O cérebro humano não é uma Máquina de Turing (geralmente é isso que querem dizer quando afirmam que o cérebro não é um computador). No entanto, nosso cérebro parece mais poderoso do que uma Máquina de Turing nos aspectos quantitativos e qualitativos.
É por isso que o neurocientista Miguel Nicolelis argumenta, em O Cérebro Relativístico, que jamais poderemos fazer uma simulação completa do cérebro num computador eletrônico, e critica as altas expectativas sobre o Human Brain Project 2.
Acima de tudo, a computação eletrônica não parece ser capaz de autoconsciência, algo natural ao cérebro humano e de outros animais.

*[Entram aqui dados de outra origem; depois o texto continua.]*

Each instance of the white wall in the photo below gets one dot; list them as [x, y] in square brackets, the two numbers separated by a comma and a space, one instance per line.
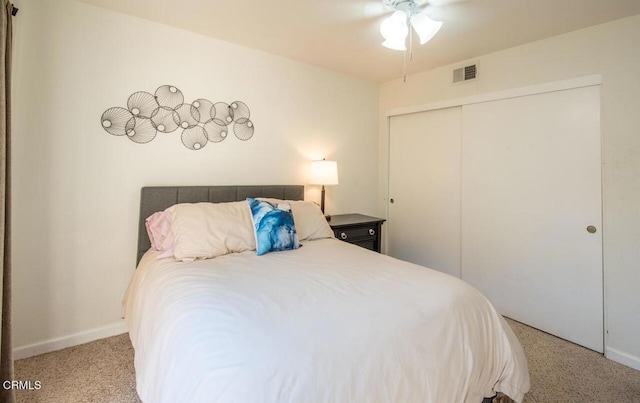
[76, 187]
[613, 50]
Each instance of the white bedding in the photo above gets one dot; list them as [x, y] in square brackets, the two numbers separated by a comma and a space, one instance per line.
[329, 322]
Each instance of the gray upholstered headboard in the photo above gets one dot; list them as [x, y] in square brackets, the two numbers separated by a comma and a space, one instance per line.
[158, 198]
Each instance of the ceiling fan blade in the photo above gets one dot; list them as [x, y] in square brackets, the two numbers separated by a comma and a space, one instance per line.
[425, 27]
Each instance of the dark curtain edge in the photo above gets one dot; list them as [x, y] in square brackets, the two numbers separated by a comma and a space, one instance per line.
[7, 394]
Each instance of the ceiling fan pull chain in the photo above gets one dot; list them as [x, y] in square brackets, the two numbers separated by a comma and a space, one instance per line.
[404, 66]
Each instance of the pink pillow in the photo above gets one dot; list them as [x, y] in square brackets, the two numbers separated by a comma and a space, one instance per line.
[160, 233]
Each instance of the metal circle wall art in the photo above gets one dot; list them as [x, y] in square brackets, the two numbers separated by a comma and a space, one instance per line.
[165, 111]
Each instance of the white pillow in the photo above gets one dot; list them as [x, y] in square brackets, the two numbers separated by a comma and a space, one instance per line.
[206, 230]
[310, 222]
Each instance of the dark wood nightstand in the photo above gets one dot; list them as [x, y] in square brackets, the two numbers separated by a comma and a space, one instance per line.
[358, 229]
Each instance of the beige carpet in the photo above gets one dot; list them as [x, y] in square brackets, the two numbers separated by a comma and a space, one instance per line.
[102, 371]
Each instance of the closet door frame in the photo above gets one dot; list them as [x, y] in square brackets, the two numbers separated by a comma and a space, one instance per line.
[575, 83]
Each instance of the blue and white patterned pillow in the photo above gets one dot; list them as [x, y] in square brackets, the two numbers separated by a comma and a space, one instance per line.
[273, 225]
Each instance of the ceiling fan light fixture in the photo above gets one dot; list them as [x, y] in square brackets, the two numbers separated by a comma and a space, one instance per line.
[425, 27]
[395, 30]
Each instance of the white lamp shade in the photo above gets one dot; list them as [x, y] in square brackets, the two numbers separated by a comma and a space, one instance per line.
[425, 27]
[395, 31]
[323, 173]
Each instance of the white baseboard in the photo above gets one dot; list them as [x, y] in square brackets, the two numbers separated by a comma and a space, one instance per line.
[69, 341]
[623, 358]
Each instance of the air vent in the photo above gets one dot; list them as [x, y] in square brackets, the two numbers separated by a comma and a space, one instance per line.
[465, 73]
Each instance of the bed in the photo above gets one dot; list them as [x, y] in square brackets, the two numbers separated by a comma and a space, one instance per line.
[326, 321]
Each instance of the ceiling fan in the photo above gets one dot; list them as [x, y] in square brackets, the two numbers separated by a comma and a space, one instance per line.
[395, 29]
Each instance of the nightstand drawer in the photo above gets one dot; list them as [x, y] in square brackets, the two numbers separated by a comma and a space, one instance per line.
[357, 233]
[358, 229]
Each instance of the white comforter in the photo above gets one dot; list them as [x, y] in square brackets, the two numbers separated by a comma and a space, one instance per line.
[329, 322]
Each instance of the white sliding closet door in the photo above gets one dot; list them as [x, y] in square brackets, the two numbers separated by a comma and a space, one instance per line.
[531, 186]
[424, 184]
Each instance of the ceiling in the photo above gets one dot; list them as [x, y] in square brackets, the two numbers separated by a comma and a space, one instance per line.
[343, 35]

Mas, por que não?
Questões limítrofes costumam desafiar nosso intelecto. Estudar a fisiologia do paladar é muito diferente da experiência subjetiva de sentir o gosto e a textura de uma maçã.
Como esta multidão de células pode fazer emergir uma mente que se sente una?
As variadas histórias que o neurologista Oliver Sacks nos conta, e os módulos mentais, como comenta o psicólogo e neurolinguista Steven Pinker, são demonstrações de que a mente é divisível a nível físico e funcional.
Especula-se, ademais, que a consciência seja o efeito colateral da profunda integração interna do cérebro.
Apesar dos avanços recentes, ainda estamos longe de compreender a emergência do “eu” a partir do fluxo e processamento de dados que o cérebro opera.
A natureza sempre foi mais criativa do que o ser humano, e nós ainda temos muito a desvendar. Sempre que um tema é resolvido, novos questionamentos mais complexos são gerados.
Podemos dizer, fazendo certa graça, que as grandes mentes do passado responderam as questões fáceis, e deixaram as difíceis para nós. Este certamente é um vislumbre terrificante.
Será que não temos cognição suficiente para resolver esse e outros mistérios?
Ironicamente jamais saberemos se somos capazes, a menos que sejamos.
Talvez algum dia tenhamos uma fórmula para o cérebro humano assim como temos para a Máquina de Turing. Seria uma espécie de Ciclo de Krebs3 do processamento de dados.
Enquanto isso, continuaremos usando nosso cérebro para desvendarmos a nós mesmos.
O ciclo de Krebs, tricarboxílico ou do ácido cítrico, também referido como ciclo dos ácidos tricarboxílicos, é uma série de reações químicas que ocorrem na vida da célula e seu metabolismo foi descrito pelo bioquímico alemão Hans Adolf Krebs.